The Software Assurance Forum for Excellence in Code (SAFECode) engaged with developers at the Black Hat Technical Security Conference yesterday in a brainstorming session to clarify a vision for software security over the next decade.
More than 50 Black Hat attendees participated in the session. SAFECode Members include Adobe Systems, EMC, Juniper Networks, Microsoft, Nokia, SAP AG and Symantec.
The No. 1 issue was education and training, said Steve Lipner, senior director of security engineering strategy at Microsoft and SAFECode board member. The discussion focused on how to get new graduates and entry-level developers to be prepared to write secure code, or even be aware of the need to write secure code, he observed.
Some specific suggestions included adding software security classes to university curricula; getting universities to “push back” against employers that are more interested in applicants that know about new technologies but might not be able to create secure code; requiring developers to have security certifications to write code; and establishing a mindset for secure development.
“I don’t see this as very realistic,” said Rex Black, president of Rex Black Consulting, a security group. “Academics telling practitioners how to do their job is not something that has traditionally gone down well in software engineering.
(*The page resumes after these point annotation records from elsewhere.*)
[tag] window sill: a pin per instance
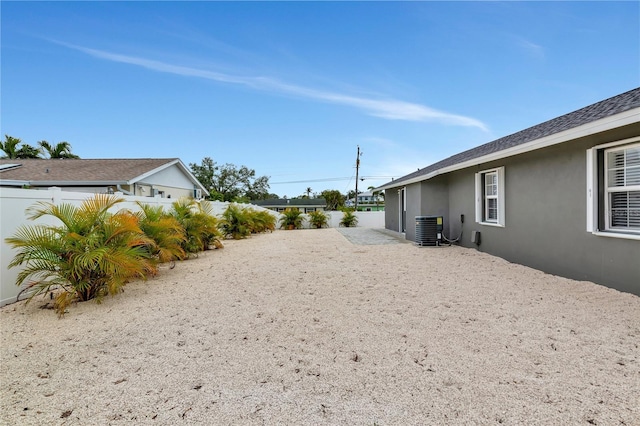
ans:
(497, 225)
(611, 234)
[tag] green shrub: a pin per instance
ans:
(349, 218)
(263, 221)
(318, 219)
(291, 218)
(166, 233)
(91, 254)
(199, 224)
(236, 222)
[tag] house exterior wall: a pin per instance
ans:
(414, 206)
(545, 214)
(391, 198)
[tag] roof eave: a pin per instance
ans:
(608, 123)
(181, 166)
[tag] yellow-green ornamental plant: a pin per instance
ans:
(199, 224)
(92, 252)
(291, 218)
(349, 218)
(318, 219)
(165, 232)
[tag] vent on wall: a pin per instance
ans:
(429, 230)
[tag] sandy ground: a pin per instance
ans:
(307, 327)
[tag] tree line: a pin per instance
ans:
(226, 182)
(14, 148)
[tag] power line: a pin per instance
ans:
(332, 179)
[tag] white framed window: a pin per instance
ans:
(490, 197)
(613, 189)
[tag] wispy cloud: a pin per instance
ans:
(385, 108)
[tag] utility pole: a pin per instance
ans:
(357, 167)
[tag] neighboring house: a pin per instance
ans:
(305, 205)
(562, 196)
(367, 202)
(166, 177)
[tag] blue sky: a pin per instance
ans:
(290, 89)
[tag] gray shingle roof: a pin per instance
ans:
(80, 170)
(597, 111)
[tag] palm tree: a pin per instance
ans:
(164, 230)
(10, 146)
(11, 150)
(59, 150)
(91, 254)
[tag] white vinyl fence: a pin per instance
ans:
(14, 203)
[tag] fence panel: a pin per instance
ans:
(14, 203)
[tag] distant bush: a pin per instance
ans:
(291, 218)
(349, 218)
(318, 219)
(91, 254)
(165, 232)
(199, 224)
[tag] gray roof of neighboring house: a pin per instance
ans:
(606, 108)
(291, 202)
(39, 172)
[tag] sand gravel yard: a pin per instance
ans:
(312, 327)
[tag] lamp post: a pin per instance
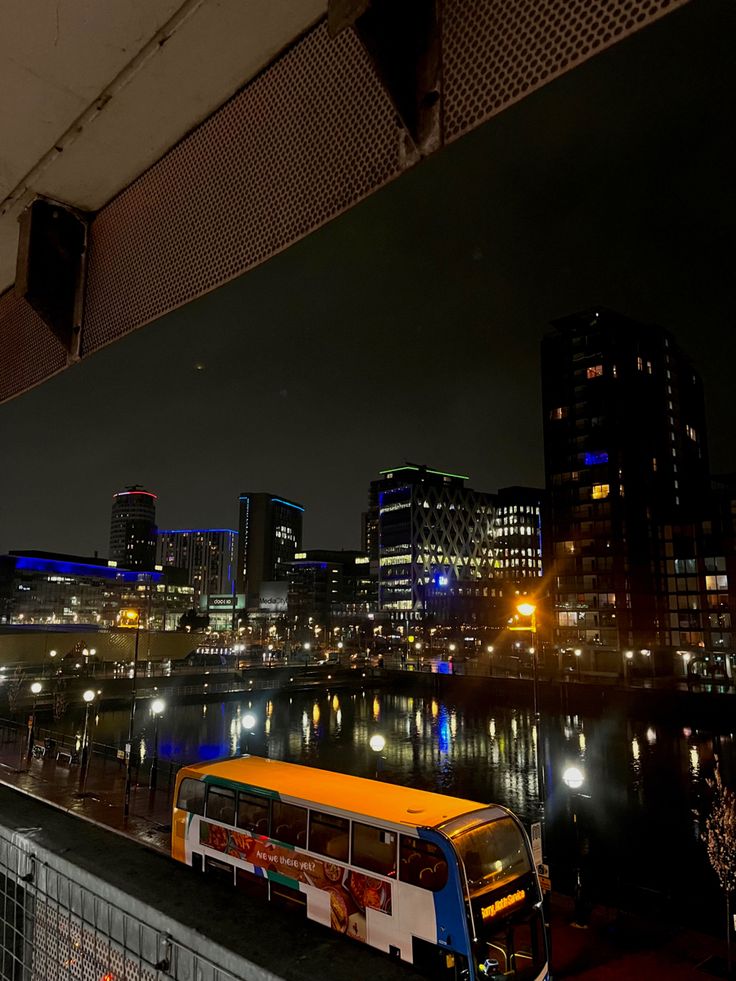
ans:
(35, 691)
(628, 658)
(88, 697)
(247, 724)
(377, 743)
(133, 692)
(157, 710)
(574, 778)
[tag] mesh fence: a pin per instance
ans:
(56, 929)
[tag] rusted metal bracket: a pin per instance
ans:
(51, 268)
(404, 41)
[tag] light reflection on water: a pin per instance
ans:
(641, 806)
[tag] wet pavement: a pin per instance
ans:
(612, 946)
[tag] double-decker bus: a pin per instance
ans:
(443, 883)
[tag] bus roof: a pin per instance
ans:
(370, 798)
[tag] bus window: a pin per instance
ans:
(328, 835)
(493, 854)
(289, 823)
(191, 796)
(221, 804)
(421, 864)
(253, 813)
(374, 849)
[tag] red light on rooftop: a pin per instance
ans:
(129, 493)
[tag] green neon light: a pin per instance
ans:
(439, 473)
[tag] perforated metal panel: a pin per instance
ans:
(303, 142)
(29, 352)
(314, 134)
(495, 52)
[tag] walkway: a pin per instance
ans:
(612, 947)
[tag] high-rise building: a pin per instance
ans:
(626, 471)
(435, 544)
(269, 533)
(517, 534)
(330, 587)
(133, 528)
(209, 556)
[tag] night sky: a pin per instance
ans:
(409, 328)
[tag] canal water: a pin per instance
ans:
(633, 827)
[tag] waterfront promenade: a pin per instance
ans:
(613, 946)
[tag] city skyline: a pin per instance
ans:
(410, 328)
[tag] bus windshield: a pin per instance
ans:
(493, 854)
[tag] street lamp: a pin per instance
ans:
(157, 709)
(131, 616)
(574, 778)
(247, 724)
(377, 743)
(35, 691)
(527, 609)
(628, 658)
(88, 697)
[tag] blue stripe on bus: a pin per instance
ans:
(449, 905)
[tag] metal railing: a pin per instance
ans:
(54, 928)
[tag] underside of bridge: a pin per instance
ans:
(189, 142)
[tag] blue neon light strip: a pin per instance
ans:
(278, 500)
(84, 569)
(591, 459)
(196, 531)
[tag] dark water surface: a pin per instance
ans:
(640, 810)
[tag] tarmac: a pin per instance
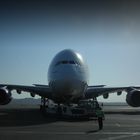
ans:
(28, 123)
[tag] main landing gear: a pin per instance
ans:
(99, 113)
(44, 105)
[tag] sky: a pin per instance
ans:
(106, 34)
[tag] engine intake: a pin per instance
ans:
(133, 98)
(5, 96)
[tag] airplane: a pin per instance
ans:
(68, 83)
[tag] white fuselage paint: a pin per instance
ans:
(68, 76)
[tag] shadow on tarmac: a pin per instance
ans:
(23, 117)
(31, 116)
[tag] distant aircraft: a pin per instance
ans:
(68, 83)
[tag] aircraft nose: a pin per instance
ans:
(64, 86)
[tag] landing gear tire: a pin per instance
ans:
(100, 122)
(43, 106)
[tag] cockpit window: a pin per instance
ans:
(67, 62)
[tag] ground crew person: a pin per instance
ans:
(100, 116)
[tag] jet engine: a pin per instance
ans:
(133, 98)
(5, 96)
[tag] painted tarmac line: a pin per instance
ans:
(73, 133)
(120, 137)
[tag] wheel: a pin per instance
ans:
(100, 122)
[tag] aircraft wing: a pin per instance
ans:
(93, 91)
(43, 91)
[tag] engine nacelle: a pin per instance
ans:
(5, 96)
(133, 98)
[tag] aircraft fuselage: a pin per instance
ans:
(68, 76)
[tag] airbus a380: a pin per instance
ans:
(68, 83)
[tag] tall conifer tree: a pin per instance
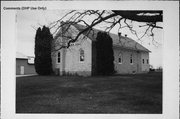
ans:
(105, 55)
(43, 62)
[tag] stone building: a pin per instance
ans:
(79, 59)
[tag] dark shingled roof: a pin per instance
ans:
(122, 41)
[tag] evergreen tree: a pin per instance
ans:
(105, 55)
(43, 62)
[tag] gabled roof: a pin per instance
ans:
(22, 56)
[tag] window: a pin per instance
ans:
(58, 57)
(147, 61)
(120, 59)
(131, 59)
(143, 61)
(81, 55)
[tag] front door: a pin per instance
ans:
(22, 70)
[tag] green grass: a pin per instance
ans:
(140, 93)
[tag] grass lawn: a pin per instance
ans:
(139, 93)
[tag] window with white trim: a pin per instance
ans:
(131, 59)
(59, 57)
(81, 52)
(120, 58)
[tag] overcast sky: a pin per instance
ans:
(28, 21)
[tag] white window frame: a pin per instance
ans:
(80, 50)
(120, 56)
(58, 57)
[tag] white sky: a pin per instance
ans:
(28, 21)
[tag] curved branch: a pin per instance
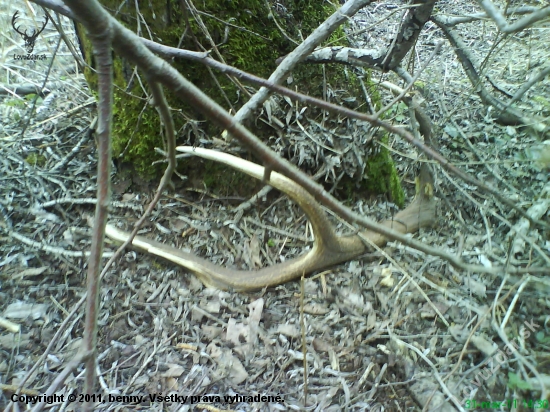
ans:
(328, 248)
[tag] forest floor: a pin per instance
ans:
(396, 330)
What would be preferable, in my mind, would be for software and systems vendors to have the same kind of legal liability that vendors of other products—e.g., cars, airplanes, microwave ovens—have for the quality and safety of their products.”
One attendee said that the security needs are different everywhere, and different companies have different requirements that can’t be covered in a course. Lipner said that most members on the panel have a policy in place that includes security requirements for developers.
“This would be a good thing, as would requiring certifications to test code. What’s important here is that the job market start to see value in such certifications,” Black said.
The rest of the discussion had no single point of emphasis, but there was a lot of focus on secure Web (rather than client) application development, he said.